The three-field format also provides more semantic structure — for example: ASN:Action:Region where Action=100 means "set local-pref" and Region=1 means "US-East."

Community-Based Policy Design

A well-designed community scheme lets customers signal routing preferences to their ISP without needing per-customer configuration changes on the ISP side. Common ISP community schemes:

CommunityMeaningISP Action
65010:100Normal announcementAdvertise to all peers with standard attributes
65010:200Reduce preferenceSet local-pref to 80 (backup path)
65010:300BlackholeSet next-hop to null route (DDoS mitigation)
65010:666RTBH triggerRemotely triggered blackhole — drop traffic to this prefix
65010:10XXRegional controlOnly advertise in region XX (e.g., 1001 = US, 1002 = EU)

The ISP implements this with a single inbound route-map that matches community values and takes the appropriate action. Adding a new customer or changing policy doesn't require config changes — just different community tags on the customer's advertisements.

Verification

R1-HQ# show ip bgp community 65001:100
BGP table version is 24, local router ID is 1.1.1.1
   Network          Next Hop         Metric LocPrf Weight Path
*> 10.1.0.0/16      0.0.0.0               0         32768 i
*> 10.2.0.0/16      172.16.0.5            0    100      0 65002 i

R1-HQ# show ip bgp 10.1.0.0/16
  ...
  Community: 65001:100

R1-HQ# show ip bgp community-list CUSTOMERS
  ... (routes matching community list)

R1-HQ# show ip community-list
Community standard list CUSTOMERS
    permit 65001:100

Stripping Communities

You should strip internal communities before advertising to eBGP peers — they're your internal policy tags and leaking them reveals your routing strategy:

route-map STRIP-INTERNAL-OUT permit 10
 set community none
!
router bgp 65001
 neighbor 172.16.0.2 route-map STRIP-INTERNAL-OUT out

Or selectively delete specific communities while preserving others:

ip community-list standard INTERNAL permit 65001:100
ip community-list standard INTERNAL permit 65001:200
!
route-map CLEAN-OUT permit 10
 set comm-list INTERNAL delete

Troubleshooting

SymptomCauseFix
Communities not appearing on received routessend-community not configured on the advertising peerAdd neighbor [ip] send-community on the sending router.
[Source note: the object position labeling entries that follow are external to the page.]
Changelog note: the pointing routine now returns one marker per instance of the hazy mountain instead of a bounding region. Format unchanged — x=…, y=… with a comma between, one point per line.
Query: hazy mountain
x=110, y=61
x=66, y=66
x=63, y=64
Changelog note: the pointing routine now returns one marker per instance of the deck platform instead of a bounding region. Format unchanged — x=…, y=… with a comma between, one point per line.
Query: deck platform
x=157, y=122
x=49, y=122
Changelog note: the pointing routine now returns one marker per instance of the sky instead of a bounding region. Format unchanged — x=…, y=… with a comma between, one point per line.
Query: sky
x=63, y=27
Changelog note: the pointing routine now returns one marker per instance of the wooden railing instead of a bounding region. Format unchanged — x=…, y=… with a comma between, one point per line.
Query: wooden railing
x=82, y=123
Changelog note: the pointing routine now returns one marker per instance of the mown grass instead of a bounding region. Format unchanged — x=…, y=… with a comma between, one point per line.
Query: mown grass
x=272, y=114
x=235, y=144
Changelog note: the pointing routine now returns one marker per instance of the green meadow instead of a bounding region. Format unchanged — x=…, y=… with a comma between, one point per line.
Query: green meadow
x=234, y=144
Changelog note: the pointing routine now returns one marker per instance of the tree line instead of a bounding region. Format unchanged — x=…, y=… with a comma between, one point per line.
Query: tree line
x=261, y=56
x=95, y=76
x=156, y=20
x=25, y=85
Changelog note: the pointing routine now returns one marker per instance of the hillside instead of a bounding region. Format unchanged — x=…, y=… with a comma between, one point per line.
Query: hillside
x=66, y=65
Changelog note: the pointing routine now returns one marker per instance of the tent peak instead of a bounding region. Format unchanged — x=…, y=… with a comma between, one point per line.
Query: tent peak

For both standard and extended: send-community both.
Community set but existing communities overwrittenMissing additive keyword in set communityAdd additive: set community 65001:100 additive.
show ip bgp not displaying communitiesCommunity display format set to numeric or communities not presentUse show ip bgp [prefix] for detailed view. Check ip bgp-community new-format for AA:NN display.